Sustained angiogenesis enables in vivo transplantation of mucocutaneous derived AIDS-related Kaposi's sarcoma cells in murine hosts.

Abstract

AIDS-related Kaposi's sarcoma (AIDS-KS), the most prevalent HIV-associated malignancy, is a debilitating, potentially fatal disease. Currently, there is a need for development of AIDS-KS therapies that are not only well tolerated, but also capable of providing sustained remission. Preclinical assessment of pharmacological parameters and therapeutic efficacies are dependent upon in vivo parameters. However, there are currently no animal KS models and mucocutaneous KS cell isolates have proved to be non-tumorigenic in animal hosts. This report describes the development of a murine model that enables in vivo transplantation of 'native' low population doubling level AIDS-KS cells from biopsy-confirmed mucocutaneous lesions. The angiogenic phenotype of in situ AIDS-KS lesions is reconstituted via controlled release of a complete angiogenic peptide, recombinant human basic fibroblast growth factor (bFGF), from locally injectable, biodegradable polylactide-co-glycolide implants. Consequential to the sustained local release of bioactive bFGF, a murine vascular network is established, which facilitates the in vivo transplantation of AIDS-KS cells. Desirable aspects of this model include: low cost murine species, transplantation of non-selected patient cells and use of animal hosts that are T cell-deficient. The transplanted human AIDS-KS cells and extensive murine vascular network create lesions that retain a striking resemblance, at both the gross and microscopic levels, to in situ AIDS-KS tumors.
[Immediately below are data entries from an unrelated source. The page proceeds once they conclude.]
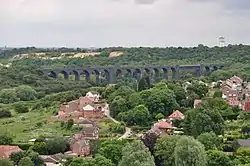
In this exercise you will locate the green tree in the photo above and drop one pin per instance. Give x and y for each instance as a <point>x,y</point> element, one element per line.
<point>211,141</point>
<point>112,149</point>
<point>16,157</point>
<point>69,124</point>
<point>218,158</point>
<point>5,139</point>
<point>4,113</point>
<point>21,108</point>
<point>164,149</point>
<point>26,161</point>
<point>159,116</point>
<point>141,115</point>
<point>8,96</point>
<point>117,106</point>
<point>188,152</point>
<point>6,162</point>
<point>25,93</point>
<point>136,154</point>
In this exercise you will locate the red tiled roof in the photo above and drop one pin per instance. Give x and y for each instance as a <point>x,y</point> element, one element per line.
<point>176,114</point>
<point>6,150</point>
<point>163,125</point>
<point>197,102</point>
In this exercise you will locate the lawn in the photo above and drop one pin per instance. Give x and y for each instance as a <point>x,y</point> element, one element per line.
<point>24,127</point>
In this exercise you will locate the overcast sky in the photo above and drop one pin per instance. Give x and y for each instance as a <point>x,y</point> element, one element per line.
<point>101,23</point>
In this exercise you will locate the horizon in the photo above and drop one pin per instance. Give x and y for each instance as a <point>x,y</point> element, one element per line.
<point>125,23</point>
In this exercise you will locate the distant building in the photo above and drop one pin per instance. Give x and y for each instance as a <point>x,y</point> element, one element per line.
<point>7,150</point>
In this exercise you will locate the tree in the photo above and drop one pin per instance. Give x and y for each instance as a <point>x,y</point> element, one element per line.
<point>141,115</point>
<point>16,157</point>
<point>112,149</point>
<point>136,154</point>
<point>217,94</point>
<point>164,149</point>
<point>211,141</point>
<point>149,140</point>
<point>159,116</point>
<point>21,108</point>
<point>188,152</point>
<point>4,113</point>
<point>218,158</point>
<point>69,124</point>
<point>26,161</point>
<point>6,162</point>
<point>117,106</point>
<point>25,93</point>
<point>144,83</point>
<point>5,139</point>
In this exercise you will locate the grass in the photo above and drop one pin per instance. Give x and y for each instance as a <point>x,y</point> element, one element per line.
<point>24,127</point>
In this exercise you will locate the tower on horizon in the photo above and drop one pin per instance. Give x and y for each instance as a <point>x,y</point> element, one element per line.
<point>222,41</point>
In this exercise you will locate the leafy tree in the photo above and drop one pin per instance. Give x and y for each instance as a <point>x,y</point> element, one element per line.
<point>149,140</point>
<point>218,158</point>
<point>25,93</point>
<point>188,152</point>
<point>26,161</point>
<point>69,124</point>
<point>211,141</point>
<point>134,100</point>
<point>159,116</point>
<point>6,162</point>
<point>217,94</point>
<point>21,108</point>
<point>16,157</point>
<point>8,96</point>
<point>136,154</point>
<point>164,149</point>
<point>112,149</point>
<point>4,113</point>
<point>143,83</point>
<point>141,115</point>
<point>117,106</point>
<point>5,139</point>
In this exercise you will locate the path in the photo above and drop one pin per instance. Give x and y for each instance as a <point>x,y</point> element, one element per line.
<point>127,129</point>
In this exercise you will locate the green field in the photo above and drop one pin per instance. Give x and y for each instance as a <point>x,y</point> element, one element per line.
<point>24,127</point>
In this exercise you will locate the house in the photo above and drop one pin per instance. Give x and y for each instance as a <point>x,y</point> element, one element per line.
<point>7,150</point>
<point>176,115</point>
<point>81,147</point>
<point>90,133</point>
<point>243,143</point>
<point>196,102</point>
<point>84,122</point>
<point>163,125</point>
<point>52,160</point>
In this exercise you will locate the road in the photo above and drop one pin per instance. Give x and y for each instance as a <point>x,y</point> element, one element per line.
<point>127,129</point>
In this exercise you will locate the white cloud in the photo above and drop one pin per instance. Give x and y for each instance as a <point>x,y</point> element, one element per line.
<point>119,22</point>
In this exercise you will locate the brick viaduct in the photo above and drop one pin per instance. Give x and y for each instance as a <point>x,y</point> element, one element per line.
<point>111,73</point>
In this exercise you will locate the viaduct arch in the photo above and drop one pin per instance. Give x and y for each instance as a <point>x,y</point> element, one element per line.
<point>111,73</point>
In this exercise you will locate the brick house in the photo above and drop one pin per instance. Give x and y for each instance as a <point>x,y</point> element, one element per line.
<point>176,115</point>
<point>87,106</point>
<point>7,150</point>
<point>81,147</point>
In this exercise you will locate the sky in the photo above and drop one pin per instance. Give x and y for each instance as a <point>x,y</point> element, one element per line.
<point>128,23</point>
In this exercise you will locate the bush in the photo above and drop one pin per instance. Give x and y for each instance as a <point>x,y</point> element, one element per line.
<point>5,113</point>
<point>21,108</point>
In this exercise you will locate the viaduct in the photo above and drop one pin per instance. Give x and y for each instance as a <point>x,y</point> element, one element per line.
<point>111,73</point>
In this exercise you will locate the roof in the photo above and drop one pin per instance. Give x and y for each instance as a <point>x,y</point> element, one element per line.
<point>163,125</point>
<point>88,108</point>
<point>177,114</point>
<point>89,130</point>
<point>244,142</point>
<point>197,102</point>
<point>6,150</point>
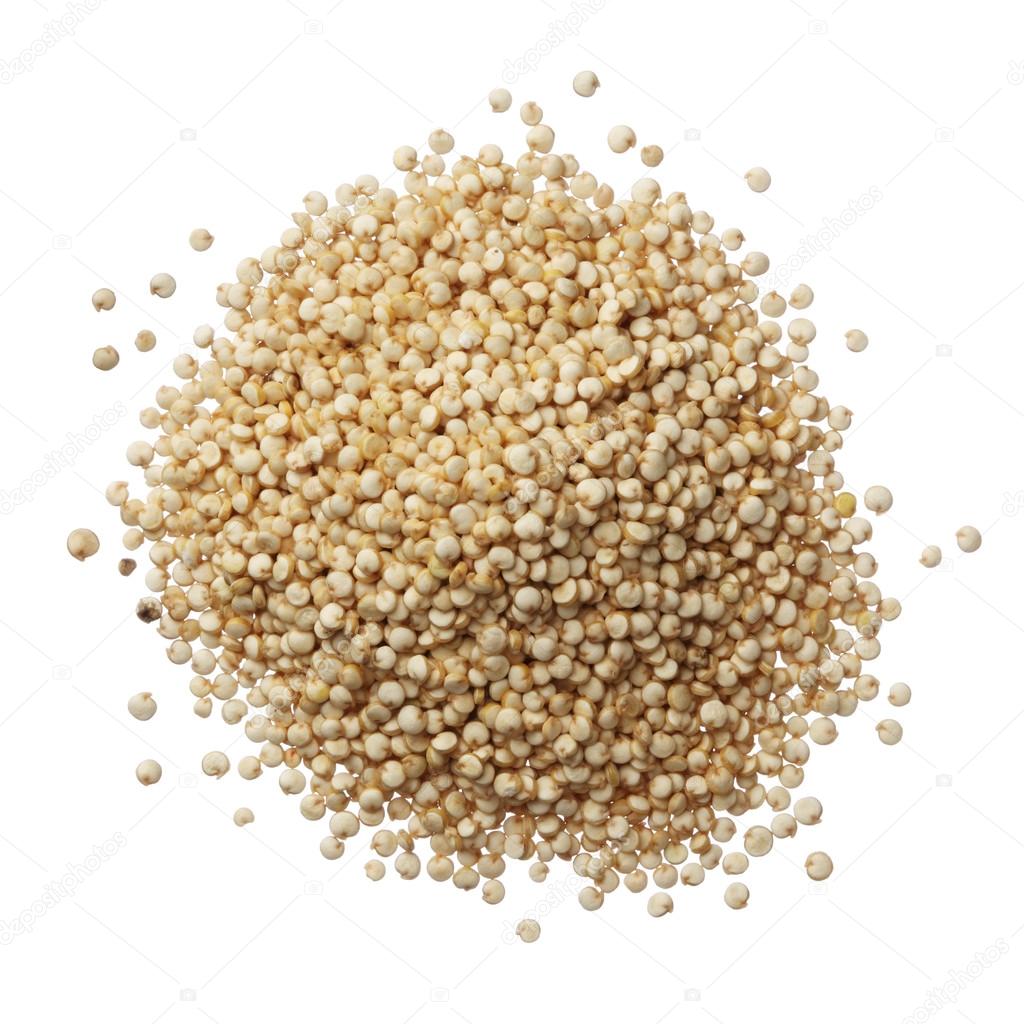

Because the bFGF-induced murine vascular network is analogous to the abundant vascularity present in AIDS-KS lesions, this murine model should provide an excellent vehicle for numerous clinically relevant studies, such as assessment of drug clearance at AIDS-KS lesional sites. Finally, applicability of this method is not restricted to AIDS-related malignancies. Establishment and maintenance of an extensive host vascular network should augment success rates for in vivo transplantation of numerous other human cell strains or lines.